Comprehensive gene stability ranking of the predicted reference gene candidates and the commonly used reference gene for Pst DC3000 inoculation. The stability ranking was generated using the RefFinder. A lower stability ranking refers to a higher stability of the reference gene. Gene names in black: candidate reference genes reported in this study; gene names in red: reference genes commonly used in previous studies. ^#TUB2_1 and TUB2_2 refer to two different primer pairs for TUB2 (Wu et al., 2019; Gao et al., 2022). ^{^}UBC21_1 and UBC21_2 refer to two different primer pairs for UBC21 (Cuéllar Pérez et al., 2014; Gao et al., 2022)^{. *}ACT1_1 and ACT1_2 refer to two different primer pairs for ACT1 (Kim and Hwang, 2014; Zhang et al., 2015).

Figure 6

geNorm analysis of the average expression stability values of the candidate reference genes under Pst DC3000, JA, SA, and ABA treatments.
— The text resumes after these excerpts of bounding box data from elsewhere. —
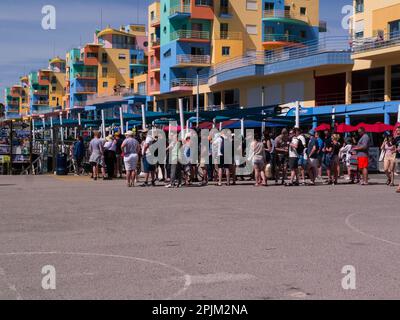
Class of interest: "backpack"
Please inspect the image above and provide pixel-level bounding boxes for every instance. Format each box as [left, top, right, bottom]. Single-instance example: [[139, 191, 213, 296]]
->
[[297, 138, 306, 156]]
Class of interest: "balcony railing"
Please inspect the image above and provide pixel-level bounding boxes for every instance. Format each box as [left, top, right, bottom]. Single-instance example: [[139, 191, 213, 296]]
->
[[263, 10, 310, 23], [263, 34, 306, 43], [150, 61, 160, 69], [33, 90, 49, 96], [216, 31, 243, 40], [151, 39, 160, 47], [352, 32, 400, 53], [194, 0, 214, 7], [76, 87, 97, 93], [150, 16, 160, 25], [210, 37, 351, 77], [169, 5, 190, 16], [176, 54, 211, 64], [75, 72, 97, 79], [171, 78, 196, 88], [171, 30, 210, 41], [32, 100, 49, 106]]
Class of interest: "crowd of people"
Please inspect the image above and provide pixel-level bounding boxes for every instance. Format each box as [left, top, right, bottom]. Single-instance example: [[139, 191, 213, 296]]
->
[[73, 128, 400, 193]]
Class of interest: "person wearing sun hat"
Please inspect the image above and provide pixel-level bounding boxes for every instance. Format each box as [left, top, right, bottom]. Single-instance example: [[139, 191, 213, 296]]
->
[[121, 131, 140, 187]]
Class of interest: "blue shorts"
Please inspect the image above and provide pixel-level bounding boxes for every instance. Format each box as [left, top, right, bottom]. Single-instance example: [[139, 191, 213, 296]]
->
[[143, 156, 155, 173], [299, 156, 307, 169]]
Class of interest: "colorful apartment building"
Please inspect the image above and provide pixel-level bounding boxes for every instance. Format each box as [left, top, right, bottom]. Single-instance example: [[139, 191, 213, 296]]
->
[[67, 25, 147, 109], [149, 0, 320, 110]]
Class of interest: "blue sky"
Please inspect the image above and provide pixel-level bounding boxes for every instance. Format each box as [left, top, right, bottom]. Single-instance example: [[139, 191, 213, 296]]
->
[[0, 0, 351, 101]]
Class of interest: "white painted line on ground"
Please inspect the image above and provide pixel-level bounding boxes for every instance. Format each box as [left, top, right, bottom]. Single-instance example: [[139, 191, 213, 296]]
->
[[0, 267, 23, 300], [345, 212, 400, 247], [0, 251, 192, 300]]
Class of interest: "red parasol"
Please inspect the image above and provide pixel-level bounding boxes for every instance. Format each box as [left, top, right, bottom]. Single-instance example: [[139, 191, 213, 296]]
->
[[314, 123, 331, 131], [335, 123, 357, 133], [356, 122, 394, 133]]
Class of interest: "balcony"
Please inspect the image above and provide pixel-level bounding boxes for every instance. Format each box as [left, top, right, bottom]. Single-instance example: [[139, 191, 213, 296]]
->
[[263, 10, 310, 24], [33, 90, 49, 96], [75, 71, 97, 80], [150, 16, 161, 28], [171, 78, 196, 92], [169, 4, 190, 20], [263, 34, 305, 50], [32, 100, 49, 106], [76, 86, 97, 94], [351, 31, 400, 59], [216, 31, 243, 40], [171, 30, 210, 42], [176, 54, 211, 67]]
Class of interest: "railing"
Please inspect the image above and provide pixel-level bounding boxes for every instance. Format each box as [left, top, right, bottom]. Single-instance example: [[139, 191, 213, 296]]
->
[[210, 37, 350, 77], [131, 59, 147, 64], [216, 31, 243, 40], [263, 34, 306, 43], [263, 10, 310, 23], [151, 39, 160, 47], [75, 72, 97, 79], [150, 61, 160, 69], [315, 88, 390, 106], [171, 30, 210, 41], [352, 32, 400, 53], [76, 87, 97, 93], [176, 54, 211, 64], [169, 5, 190, 16], [150, 16, 160, 25], [32, 100, 49, 106], [171, 78, 196, 88], [194, 0, 214, 7], [33, 90, 49, 96]]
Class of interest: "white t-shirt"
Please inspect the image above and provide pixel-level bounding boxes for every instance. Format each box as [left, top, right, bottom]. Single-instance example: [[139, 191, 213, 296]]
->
[[142, 136, 154, 156], [289, 137, 299, 158]]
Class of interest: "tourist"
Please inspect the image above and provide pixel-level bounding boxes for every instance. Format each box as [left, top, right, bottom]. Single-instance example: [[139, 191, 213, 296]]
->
[[89, 131, 106, 181], [165, 132, 182, 188], [121, 131, 140, 188], [141, 129, 156, 187], [104, 135, 117, 180], [115, 132, 124, 179], [354, 127, 370, 186], [394, 127, 400, 193], [325, 134, 341, 185], [381, 134, 397, 187], [213, 133, 230, 187], [295, 128, 307, 186], [339, 138, 354, 181], [251, 134, 267, 187], [286, 128, 303, 186], [306, 130, 320, 186], [315, 131, 325, 180], [73, 136, 85, 176], [275, 129, 289, 184]]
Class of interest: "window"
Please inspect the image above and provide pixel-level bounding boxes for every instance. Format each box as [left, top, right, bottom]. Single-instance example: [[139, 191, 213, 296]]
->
[[356, 0, 364, 13], [246, 24, 257, 35], [264, 2, 275, 11], [219, 23, 229, 39], [246, 0, 257, 10], [222, 47, 231, 56]]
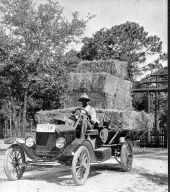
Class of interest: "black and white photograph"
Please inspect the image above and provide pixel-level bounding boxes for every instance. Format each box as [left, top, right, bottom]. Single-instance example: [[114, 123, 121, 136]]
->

Average expression stability values (M) of the remaining control genes were calculated by a stepwise exclusion of the least stable control gene among the reference gene candidates under each treatment using geNorm. The higher the M value, the lower is the ranking of the reference gene candidate in terms of expression stability.

Figure 7

Pairwise variations (V) of the candidate reference genes. The pairwise variations (V) of the candidate reference genes calculated using geNorm, and V = V_n/V_{n + 1}, where n is the number of reference genes required for expression normalization in RT-qPCR. The threshold value of V for achieving the optimal number of reference genes for RT-qPCR normalization is 0.15. All the candidate genes had V values well below the threshold value under all the treatments, indicating a minimal number of reference genes from among these candidates is required for normalization in RT-qPCR.